Le Tribunal Administratif de Nantes a rejeté la requête de Mme C... B... et de sa fille, qui demandaient l'annulation du refus de visa de long séjour opposé par l'autorité consulaire française à Lima. Le tribunal a constaté que les requérantes n'avaient pas justifié avoir exercé le recours administratif préalable obligatoire devant la commission de recours contre les décisions de refus de visa, comme l'exigent les articles D. 312-3 et D. 312-4 du code de l'entrée et du séjour des étrangers et du droit d'asile. Malgré une demande de régularisation, cette irrecevabilité manifeste n'a pas été corrigée, entraînant le rejet de la requête par ordonnance sur le fondement de l'article R. 222-1 du code de justice administrative.
Texte intégral
Vu la procédure suivante :
Par une ordonnance du 26 août 2025, enregistrée le 27 août 2025 au greffe du tribunal, le président de la cour d’appel de Nantes a transmis au tribunal la requête présentée par Mme E... C... B..., épouse A..., et Mme D... C... B....
Par une requête, enregistrée au greffe la cour d’appel de Nantes le 8 août 2025 et un mémoire enregistré le 8 septembre 2025, Mme E... C... B... et Mme D... C... B..., demandent au tribunal d’annuler la décision du 4 août 2025 par laquelle l’autorité consulaire française à Lima (Pérou) a refusé de délivrer un visa de long séjour à Mme D... C... B....
Vu les autres pièces du dossier.
Vu :
- le code de l'entrée et du séjour des étrangers et du droit d'asile ;
- le code de justice administrative.
Considérant ce qui suit :
Aux termes de l’article R. 222-1 du code de justice administrative : « Les présidents de tribunal administratif (…), les premiers vice-présidents des tribunaux (…) et les présidents de formation de jugement des tribunaux (…) peuvent, par ordonnance : (...) / 4° Rejeter les requêtes manifestement irrecevables, lorsque la juridiction n'est pas tenue d'inviter leur auteur à les régulariser ou qu'elles n'ont pas été régularisées à l'expiration du délai imparti par une demande en ce sens (…) ».

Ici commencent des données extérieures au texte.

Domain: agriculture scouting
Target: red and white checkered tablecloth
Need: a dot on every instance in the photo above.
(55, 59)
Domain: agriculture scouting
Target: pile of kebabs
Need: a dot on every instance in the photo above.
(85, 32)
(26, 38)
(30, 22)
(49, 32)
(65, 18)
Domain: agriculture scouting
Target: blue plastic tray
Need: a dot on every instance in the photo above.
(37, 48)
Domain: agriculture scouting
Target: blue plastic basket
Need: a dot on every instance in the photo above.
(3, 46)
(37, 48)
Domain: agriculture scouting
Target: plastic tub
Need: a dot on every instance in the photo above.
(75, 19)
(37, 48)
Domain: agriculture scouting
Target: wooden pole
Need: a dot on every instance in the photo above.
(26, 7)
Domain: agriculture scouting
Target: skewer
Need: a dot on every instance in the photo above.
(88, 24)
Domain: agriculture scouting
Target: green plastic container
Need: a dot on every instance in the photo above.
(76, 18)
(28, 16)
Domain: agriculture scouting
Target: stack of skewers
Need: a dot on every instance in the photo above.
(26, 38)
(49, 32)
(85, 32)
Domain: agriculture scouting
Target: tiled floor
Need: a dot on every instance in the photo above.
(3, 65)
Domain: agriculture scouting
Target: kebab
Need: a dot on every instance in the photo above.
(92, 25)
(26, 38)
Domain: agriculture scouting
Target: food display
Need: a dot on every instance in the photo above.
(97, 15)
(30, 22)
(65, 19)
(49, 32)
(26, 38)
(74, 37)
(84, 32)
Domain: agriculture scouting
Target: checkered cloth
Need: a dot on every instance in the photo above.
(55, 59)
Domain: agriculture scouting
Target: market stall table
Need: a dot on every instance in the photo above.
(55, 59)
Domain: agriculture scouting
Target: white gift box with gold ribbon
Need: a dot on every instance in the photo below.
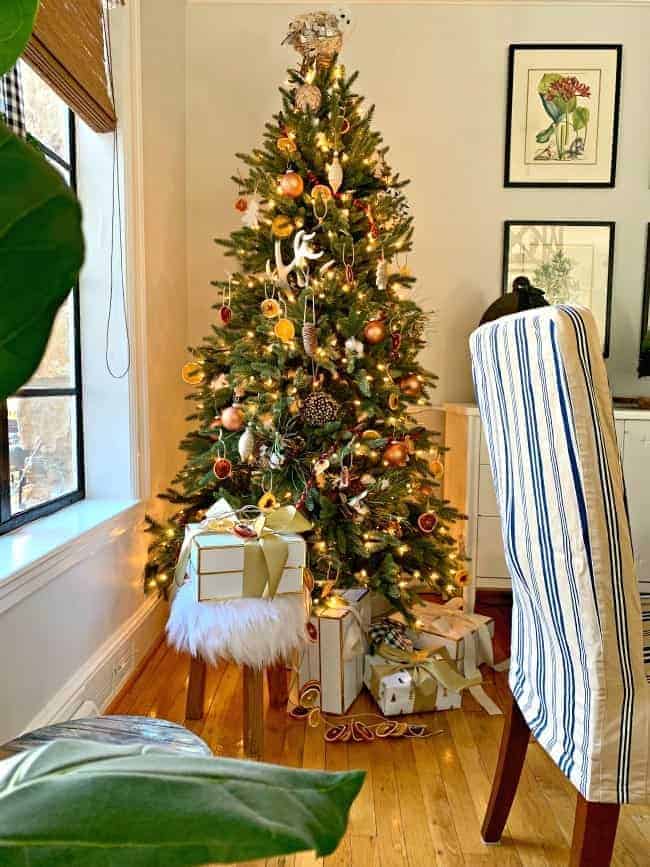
(228, 557)
(335, 649)
(217, 567)
(465, 637)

Aux termes de l’article D. 312-3 du code de l’entrée et du séjour des étrangers et du droit d’asile : « Une commission placée auprès du ministre des affaires étrangères et du ministre de l'intérieur est chargée d'examiner les recours administratifs contre les décisions de refus de visa de long séjour prises par les autorités diplomatiques ou consulaires. / Le sous-directeur des visas, au sein de la direction générale des étrangers en France du ministère de l'intérieur, est chargé d'examiner les recours administratifs contre les décisions de refus de visa de court séjour prises par les autorités diplomatiques ou consulaires. / La saisine de l'une ou l'autre de ces autorités, selon la nature du visa sollicité, est un préalable obligatoire à l'exercice d'un recours contentieux, à peine d'irrecevabilité de ce dernier. ». Aux termes de l’article D. 312-4 du même code : « Les recours administratifs doivent être formés dans un délai de trente jours à compter de la notification de la décision de refus de visa. ».
Il ressort des pièces du dossier que la décision du 4 août 2025 par laquelle l’autorité consulaire française à Lima a refusé de délivrer un visa à Mme C... B... comporte la mention des voies et délais de recours, notamment la nécessité d’exercer un recours administratif préalable obligatoire devant la commission de recours contre les décisions de refus de visa d’entrée en France dans le délai de trente jours. En dépit de la demande qui leur a été adressée le 28 août 2025 par le tribunal par lettre recommandée et dont il a été accusé réception le 1er septembre 2025, les requérantes n’ont pas, dans le délai de quinze jours qui leur était imparti, régularisé leur recours en produisant une copie de la décision de la commission de recours contre les décisions de refus de visa d’entrée en France ou la preuve du dépôt de leur recours devant cette commission. Ainsi, la requête est entachée d’une irrecevabilité manifeste non régularisée et ne peut qu’être rejetée.
O R D O N N E :
Article 1er : La requête de Mmes C... B... est rejetée.
Article 2 : La présente ordonnance sera notifiée à Mme D... C... B... et à Mme F... B... épouse A....
Fait à Nantes, le 10 décembre 2025.
Le président,
E. BERTHON
La République mande et ordonne au ministre de l’intérieur en ce qui le concerne ou à tous commissaires de justice à ce requis en ce qui concerne les voies de droit commun contre les parties privées, de pourvoir à l’exécution de la présente décision.